3 thoughts on “How I became a computer geek

  1. Hey Chris,

    It's very uncanny how similar your experience was to mine. There are a few minor details that are different, but overall what was important was the same:

    I was introduced to computers by Mr. MacDonald, the A/V guy (who happened to be a very close friend's step dad) at our elementary school. I was so fascinated and excited by what he was able to do with computers, my parents went out and bought a Commodore 64-SX Portable, which I still have (most of, anyway). I remember spending hours writing BASIC programs that would scroll my name across the screen in different patterns, and bringing it to my 3rd grade class to play games, forever cementing my reputation as a nerd.

    Then it was on to the Apple IIe, the 8086 MS-DOS PC with the Turbo button (very fancy) and learning Pascal in school... the on to the 486-33 that I used to play Doom with my friends over the 10-base-2 coaxial network... to joining the local BBS and coordinating movie nights over chat ... to even starting our own BBS -- with aspirations of starting an actual ISP to connect up all of Cape Cod -- and registering our first domain in 1994 (ascension.com) ... then going off to Earlham and being even more inspired when I saw computers directly connected to the Internet. The rest is kind of history.

    I think your 'ingredients' are exactly correct and I couldn't offer any better advice to anyone trying to "get into" computers. We have two little kids now and it will be very interesting to see what their "Commodore 64s" and "BBSs" will be. I hope we can recognize those things when they come. I'm sure they will look much different.

    Thanks for writing this. It was really fun to visit these memories.

  2. Oh the memories. My first peek at a computer was a bit before your time. It was this huge box like thing that they brought to our Jr. High School back in the 70's. I was in a group of kids that were enrolled in MGM (mentally gifted minors) way back before being a geek was even remotely cool. I was fascinated by everything having to do with it.

    I made the mistake of getting married way too young and gave up a lot of dreams to assist my ex-husband with his. But back in the 80's as a young wife I managed to get him to buy my Atari 800 and spent many, many hours flipping through computer magazines and entering basic programs from them. I actually loved having errors because I loved the process of finding where I (or they) had made mistakes.

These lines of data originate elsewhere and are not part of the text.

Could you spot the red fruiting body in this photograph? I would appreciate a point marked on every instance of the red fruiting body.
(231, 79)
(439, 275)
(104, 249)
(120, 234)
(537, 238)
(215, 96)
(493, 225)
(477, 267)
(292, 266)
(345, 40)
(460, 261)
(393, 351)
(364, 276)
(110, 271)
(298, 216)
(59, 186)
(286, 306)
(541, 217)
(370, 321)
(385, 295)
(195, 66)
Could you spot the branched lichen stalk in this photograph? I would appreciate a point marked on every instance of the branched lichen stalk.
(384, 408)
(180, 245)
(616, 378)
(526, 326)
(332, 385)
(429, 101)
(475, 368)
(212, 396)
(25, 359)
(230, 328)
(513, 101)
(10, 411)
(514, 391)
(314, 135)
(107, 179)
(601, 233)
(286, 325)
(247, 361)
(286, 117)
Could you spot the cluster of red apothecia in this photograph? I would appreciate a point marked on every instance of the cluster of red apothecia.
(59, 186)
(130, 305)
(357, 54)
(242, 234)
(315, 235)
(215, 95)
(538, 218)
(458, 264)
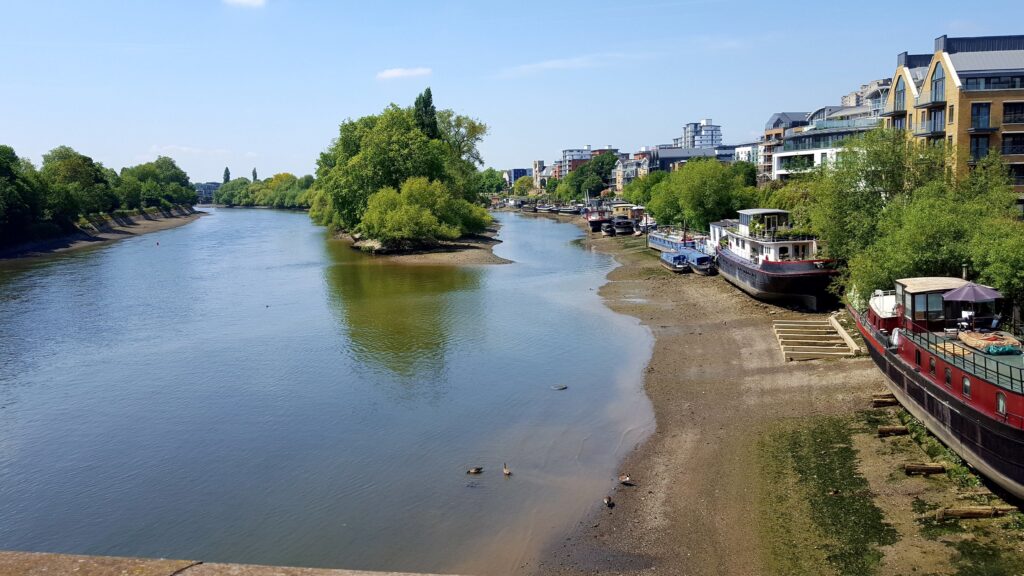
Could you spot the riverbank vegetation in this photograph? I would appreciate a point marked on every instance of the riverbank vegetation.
(886, 208)
(37, 204)
(281, 191)
(364, 177)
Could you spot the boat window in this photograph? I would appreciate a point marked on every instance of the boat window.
(935, 306)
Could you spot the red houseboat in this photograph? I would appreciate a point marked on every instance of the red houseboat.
(953, 371)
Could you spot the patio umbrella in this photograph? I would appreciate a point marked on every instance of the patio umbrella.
(971, 292)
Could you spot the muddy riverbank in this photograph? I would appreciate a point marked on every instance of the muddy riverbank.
(757, 464)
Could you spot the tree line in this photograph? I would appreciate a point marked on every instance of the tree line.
(886, 208)
(407, 175)
(44, 202)
(280, 191)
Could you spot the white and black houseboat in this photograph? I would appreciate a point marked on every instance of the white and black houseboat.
(763, 255)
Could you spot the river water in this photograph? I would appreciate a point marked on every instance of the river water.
(244, 389)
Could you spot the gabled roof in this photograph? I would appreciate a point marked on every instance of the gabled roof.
(993, 60)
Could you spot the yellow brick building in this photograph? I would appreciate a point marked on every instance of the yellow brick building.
(969, 93)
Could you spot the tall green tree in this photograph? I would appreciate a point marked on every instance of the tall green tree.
(426, 115)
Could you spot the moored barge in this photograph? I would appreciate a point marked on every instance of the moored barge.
(764, 256)
(970, 400)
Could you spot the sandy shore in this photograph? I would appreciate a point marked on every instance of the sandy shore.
(706, 498)
(116, 230)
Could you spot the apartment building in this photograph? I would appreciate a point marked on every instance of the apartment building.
(701, 134)
(969, 92)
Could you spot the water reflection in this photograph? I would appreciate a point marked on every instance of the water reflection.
(398, 318)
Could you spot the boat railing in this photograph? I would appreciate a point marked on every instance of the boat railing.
(999, 373)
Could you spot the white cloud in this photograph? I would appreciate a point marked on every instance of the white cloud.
(177, 150)
(392, 73)
(578, 63)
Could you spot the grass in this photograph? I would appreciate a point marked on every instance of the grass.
(820, 497)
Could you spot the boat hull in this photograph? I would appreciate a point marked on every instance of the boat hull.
(991, 447)
(801, 283)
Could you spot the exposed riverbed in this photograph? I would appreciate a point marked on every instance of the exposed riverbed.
(245, 389)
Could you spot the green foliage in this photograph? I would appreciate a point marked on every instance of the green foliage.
(699, 193)
(491, 181)
(522, 186)
(37, 204)
(385, 151)
(426, 115)
(424, 212)
(639, 191)
(930, 230)
(154, 183)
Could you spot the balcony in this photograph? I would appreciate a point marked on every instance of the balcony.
(929, 101)
(898, 109)
(981, 126)
(930, 130)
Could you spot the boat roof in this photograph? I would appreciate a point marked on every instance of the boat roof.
(759, 211)
(930, 284)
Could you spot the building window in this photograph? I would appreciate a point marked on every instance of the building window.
(979, 115)
(938, 85)
(899, 95)
(1013, 113)
(979, 148)
(1013, 144)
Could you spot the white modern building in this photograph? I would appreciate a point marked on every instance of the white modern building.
(699, 134)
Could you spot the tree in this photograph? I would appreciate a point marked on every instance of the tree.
(522, 186)
(871, 172)
(426, 115)
(699, 193)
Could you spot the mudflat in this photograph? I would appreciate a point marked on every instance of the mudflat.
(116, 230)
(756, 463)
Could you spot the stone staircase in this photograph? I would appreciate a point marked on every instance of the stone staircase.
(813, 339)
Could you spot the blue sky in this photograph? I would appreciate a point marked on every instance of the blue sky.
(264, 83)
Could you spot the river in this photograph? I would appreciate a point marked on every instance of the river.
(244, 389)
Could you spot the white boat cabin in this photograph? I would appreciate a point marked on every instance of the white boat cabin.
(763, 235)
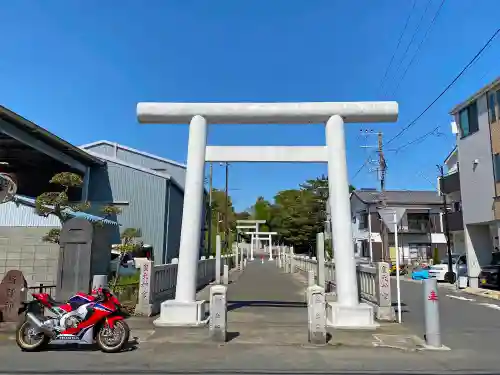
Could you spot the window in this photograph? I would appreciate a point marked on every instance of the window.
(363, 221)
(468, 120)
(496, 167)
(491, 106)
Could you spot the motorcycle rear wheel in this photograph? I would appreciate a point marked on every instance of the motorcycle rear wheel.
(123, 331)
(22, 331)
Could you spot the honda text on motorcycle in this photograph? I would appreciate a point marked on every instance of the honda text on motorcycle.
(85, 319)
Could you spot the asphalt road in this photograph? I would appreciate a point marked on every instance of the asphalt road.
(467, 322)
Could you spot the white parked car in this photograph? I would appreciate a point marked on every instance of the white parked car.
(459, 267)
(126, 269)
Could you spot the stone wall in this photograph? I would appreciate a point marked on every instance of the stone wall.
(22, 248)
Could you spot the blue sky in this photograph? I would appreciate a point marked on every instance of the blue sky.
(78, 68)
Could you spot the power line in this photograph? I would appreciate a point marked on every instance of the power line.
(472, 61)
(433, 21)
(414, 121)
(397, 46)
(418, 139)
(429, 2)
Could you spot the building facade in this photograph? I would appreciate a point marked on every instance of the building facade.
(477, 130)
(149, 190)
(31, 155)
(420, 229)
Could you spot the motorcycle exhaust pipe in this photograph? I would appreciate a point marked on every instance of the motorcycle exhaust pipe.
(33, 319)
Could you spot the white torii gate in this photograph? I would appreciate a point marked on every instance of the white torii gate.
(184, 309)
(250, 224)
(260, 236)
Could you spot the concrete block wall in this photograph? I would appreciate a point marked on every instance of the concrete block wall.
(22, 248)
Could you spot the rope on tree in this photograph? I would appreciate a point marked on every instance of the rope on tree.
(8, 188)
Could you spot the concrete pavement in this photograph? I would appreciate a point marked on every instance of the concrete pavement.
(267, 319)
(467, 322)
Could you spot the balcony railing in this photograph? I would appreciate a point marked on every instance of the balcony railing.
(450, 183)
(455, 221)
(419, 225)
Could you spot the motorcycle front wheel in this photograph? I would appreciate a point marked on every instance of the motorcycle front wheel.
(29, 339)
(113, 340)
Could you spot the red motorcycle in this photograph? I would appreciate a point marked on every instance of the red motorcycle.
(83, 319)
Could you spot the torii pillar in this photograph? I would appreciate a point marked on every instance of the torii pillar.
(347, 312)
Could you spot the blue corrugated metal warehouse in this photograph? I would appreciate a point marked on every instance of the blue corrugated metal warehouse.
(149, 190)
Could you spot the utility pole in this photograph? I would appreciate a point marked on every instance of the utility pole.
(382, 166)
(210, 216)
(226, 222)
(381, 170)
(450, 275)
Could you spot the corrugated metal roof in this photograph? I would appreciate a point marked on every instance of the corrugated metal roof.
(14, 214)
(48, 137)
(400, 196)
(20, 199)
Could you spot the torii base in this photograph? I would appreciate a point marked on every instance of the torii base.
(182, 314)
(350, 317)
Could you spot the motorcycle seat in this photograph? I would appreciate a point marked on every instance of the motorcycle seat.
(54, 302)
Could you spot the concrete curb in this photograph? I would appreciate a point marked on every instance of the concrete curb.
(492, 294)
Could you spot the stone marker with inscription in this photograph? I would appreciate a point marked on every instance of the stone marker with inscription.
(316, 311)
(13, 291)
(384, 310)
(218, 313)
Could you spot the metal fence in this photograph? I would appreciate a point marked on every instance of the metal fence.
(50, 289)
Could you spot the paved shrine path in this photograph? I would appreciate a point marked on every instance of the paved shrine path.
(265, 302)
(265, 294)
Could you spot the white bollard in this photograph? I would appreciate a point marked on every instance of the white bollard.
(320, 252)
(217, 259)
(237, 260)
(226, 275)
(316, 315)
(431, 309)
(99, 281)
(310, 278)
(218, 313)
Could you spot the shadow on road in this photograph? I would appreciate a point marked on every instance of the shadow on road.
(233, 305)
(129, 347)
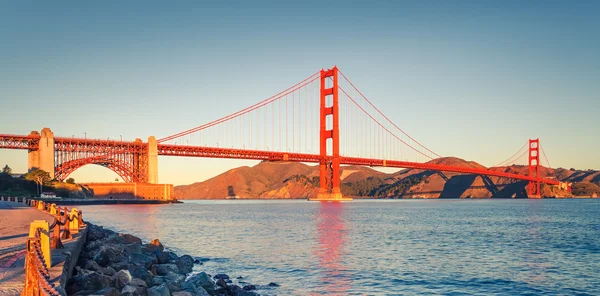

    Over the years I have always found a way of updating my computer and rarely have I gone without one. Kids and life kept me from persuing programming but I admire all those that devote their time to making our lives easier with their programs.

    I passed on my love of technology to my kids and although only one works for a software company (Blizzard) they all have computers and cell phones and keep me updated on their comings and goings.

    Thanks to all of this technology I am considered a "cool" grandma because I play MMO's and share with the "kids" so many things via the internet.

    Thank you for this peek into your perspective.